Together, these efforts reflect J-PAL MENA’s holistic approach to advancing evidence-informed policymaking by generating rigorous research, building local capacity, and forging partnerships that translate evidence into meaningful impact.
What we’ve learned and the road ahead
One of the most important lessons we’ve learned over the past five years has been that building trust takes time. Meaningful partnerships with government institutions, civil society organizations, and international actors require sustained dialogue, adaptability, and a deep respect for local contexts, priorities, and constraints. We’ve learned that promoting evidence-informed policymaking is not only about technical rigor; it is equally about cultivating relationships, fostering shared ownership, and creating space for mutual learning.
Our work has also taught us that regional dynamics—political transitions, economic volatility, conflict, displacement, and crises like the Covid-19 pandemic—can both challenge and accelerate opportunities for research and policy engagement. Navigating these complexities has underscored the importance of responsiveness, humility, and long-term commitment in our approach.
Looking ahead, J-PAL MENA is entering its next chapter with a renewed sense of purpose and ambition. Over the next five years, we will deepen our work across priority areas that are critical to the region’s development. This includes climate resilience and environmental protection, where we will explore innovations to enhance sustainability and adaptation to climate change. It also includes youth employment and skills development, a longstanding regional challenge that we aim to address through rigorous evaluations of active labor market policies. We will deepen our engagement in health systems and education reform, identifying what works to improve service delivery and human capital outcomes.
In parallel, we will focus more on humanitarian settings, supporting efforts to generate evidence in fragile contexts and inform programming for displaced populations. Promoting gender equity and women's economic and social empowerment will remain a core priority across all of our work. In a region where women continue to face systemic barriers to employment, mobility, and decision-making, we are committed to identifying and scaling interventions that expand opportunities, agency, and well-being for women and girls.
As we broaden our sectoral focus, we are also sharpening our ambition around scale and regional expansion. Over the next phase, J-PAL MENA will prioritize efforts to translate effective pilot interventions into sustainable, government-led programs. We will work with our partners to identify scalable models, provide technical support for policy adoption and institutionalization, and generate the evidence needed to guide implementation at scale across countries in the MENA region.

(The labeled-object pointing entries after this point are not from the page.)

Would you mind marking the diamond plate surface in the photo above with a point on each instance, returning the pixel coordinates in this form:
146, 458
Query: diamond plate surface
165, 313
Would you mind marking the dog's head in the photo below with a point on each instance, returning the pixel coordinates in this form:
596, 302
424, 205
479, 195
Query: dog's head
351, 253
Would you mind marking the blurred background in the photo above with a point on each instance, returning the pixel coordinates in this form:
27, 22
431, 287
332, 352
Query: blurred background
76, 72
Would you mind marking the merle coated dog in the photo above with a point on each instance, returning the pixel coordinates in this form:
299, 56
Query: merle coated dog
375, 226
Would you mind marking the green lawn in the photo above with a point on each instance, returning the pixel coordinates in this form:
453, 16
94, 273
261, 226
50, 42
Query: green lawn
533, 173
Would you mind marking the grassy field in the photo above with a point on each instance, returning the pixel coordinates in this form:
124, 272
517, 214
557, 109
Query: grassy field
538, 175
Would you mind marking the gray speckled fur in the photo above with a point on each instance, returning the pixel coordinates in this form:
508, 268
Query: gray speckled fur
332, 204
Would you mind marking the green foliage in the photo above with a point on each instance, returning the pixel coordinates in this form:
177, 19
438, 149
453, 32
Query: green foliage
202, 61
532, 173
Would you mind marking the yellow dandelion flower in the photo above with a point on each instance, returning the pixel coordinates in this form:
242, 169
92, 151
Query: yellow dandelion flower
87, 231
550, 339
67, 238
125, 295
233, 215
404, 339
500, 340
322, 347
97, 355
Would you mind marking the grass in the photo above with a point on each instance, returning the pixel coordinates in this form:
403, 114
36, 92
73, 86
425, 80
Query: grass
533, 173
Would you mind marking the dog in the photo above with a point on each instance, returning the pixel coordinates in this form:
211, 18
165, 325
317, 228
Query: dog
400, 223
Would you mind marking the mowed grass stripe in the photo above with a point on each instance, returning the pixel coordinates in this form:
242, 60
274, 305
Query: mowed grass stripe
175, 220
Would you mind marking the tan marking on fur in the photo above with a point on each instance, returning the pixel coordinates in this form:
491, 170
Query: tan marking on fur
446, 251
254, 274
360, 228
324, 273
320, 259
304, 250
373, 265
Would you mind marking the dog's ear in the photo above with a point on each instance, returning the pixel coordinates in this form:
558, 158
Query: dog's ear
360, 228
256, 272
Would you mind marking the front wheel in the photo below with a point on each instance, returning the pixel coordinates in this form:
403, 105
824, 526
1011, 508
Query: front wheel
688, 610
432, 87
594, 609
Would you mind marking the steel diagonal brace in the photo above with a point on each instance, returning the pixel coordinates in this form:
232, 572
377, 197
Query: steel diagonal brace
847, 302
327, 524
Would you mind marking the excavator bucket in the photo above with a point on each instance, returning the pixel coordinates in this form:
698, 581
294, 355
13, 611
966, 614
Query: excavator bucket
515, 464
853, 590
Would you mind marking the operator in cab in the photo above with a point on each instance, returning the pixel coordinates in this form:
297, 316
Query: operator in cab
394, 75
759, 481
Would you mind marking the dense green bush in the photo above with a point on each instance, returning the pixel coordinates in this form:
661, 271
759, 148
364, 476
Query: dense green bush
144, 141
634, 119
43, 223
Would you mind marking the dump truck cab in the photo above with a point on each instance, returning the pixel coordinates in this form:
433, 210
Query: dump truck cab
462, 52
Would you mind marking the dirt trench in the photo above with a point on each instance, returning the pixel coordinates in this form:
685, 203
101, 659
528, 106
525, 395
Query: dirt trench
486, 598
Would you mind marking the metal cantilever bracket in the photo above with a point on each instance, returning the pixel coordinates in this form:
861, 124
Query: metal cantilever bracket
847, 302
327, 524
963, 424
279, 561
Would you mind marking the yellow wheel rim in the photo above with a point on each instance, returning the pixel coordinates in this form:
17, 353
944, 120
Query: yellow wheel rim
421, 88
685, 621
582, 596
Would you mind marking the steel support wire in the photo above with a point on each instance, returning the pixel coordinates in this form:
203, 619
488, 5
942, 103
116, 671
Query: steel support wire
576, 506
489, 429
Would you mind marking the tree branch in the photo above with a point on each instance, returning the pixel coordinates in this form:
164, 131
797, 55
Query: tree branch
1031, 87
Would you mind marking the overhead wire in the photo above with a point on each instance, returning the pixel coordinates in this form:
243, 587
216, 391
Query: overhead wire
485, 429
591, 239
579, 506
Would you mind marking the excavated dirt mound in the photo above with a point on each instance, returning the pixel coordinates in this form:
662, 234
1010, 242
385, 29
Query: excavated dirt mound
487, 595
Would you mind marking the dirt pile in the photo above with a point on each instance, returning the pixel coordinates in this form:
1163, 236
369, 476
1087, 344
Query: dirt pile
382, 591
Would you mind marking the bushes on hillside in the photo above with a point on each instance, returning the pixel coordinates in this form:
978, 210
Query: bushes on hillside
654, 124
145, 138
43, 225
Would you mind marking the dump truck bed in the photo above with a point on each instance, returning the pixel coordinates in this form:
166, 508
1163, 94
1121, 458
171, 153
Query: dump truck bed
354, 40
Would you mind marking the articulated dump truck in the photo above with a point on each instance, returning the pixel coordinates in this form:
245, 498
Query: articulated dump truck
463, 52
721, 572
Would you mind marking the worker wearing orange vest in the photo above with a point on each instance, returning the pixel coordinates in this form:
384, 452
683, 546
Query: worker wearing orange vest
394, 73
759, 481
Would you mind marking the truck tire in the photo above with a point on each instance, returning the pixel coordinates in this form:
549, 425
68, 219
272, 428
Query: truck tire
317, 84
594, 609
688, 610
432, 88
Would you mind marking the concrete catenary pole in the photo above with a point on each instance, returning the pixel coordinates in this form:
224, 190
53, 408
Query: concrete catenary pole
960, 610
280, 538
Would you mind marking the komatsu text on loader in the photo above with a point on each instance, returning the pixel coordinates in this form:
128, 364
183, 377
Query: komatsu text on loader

None of this would be possible without the extraordinary support of our funders, implementing partners, affiliated researchers, J-PAL MENA team, and colleagues across the global J-PAL network. We are deeply grateful for the collaborations that have brought us to this moment, and we are energized by the road ahead.
As we mark this milestone, we are reminded that building a culture of evidence is a long-term journey. But with a growing community of committed partners, researchers, and practitioners, we are optimistic about the future of evidence-informed policymaking in MENA, and more determined than ever to contribute to a region where programs and policies are grounded in data, driven by impact, and centered on improving lives.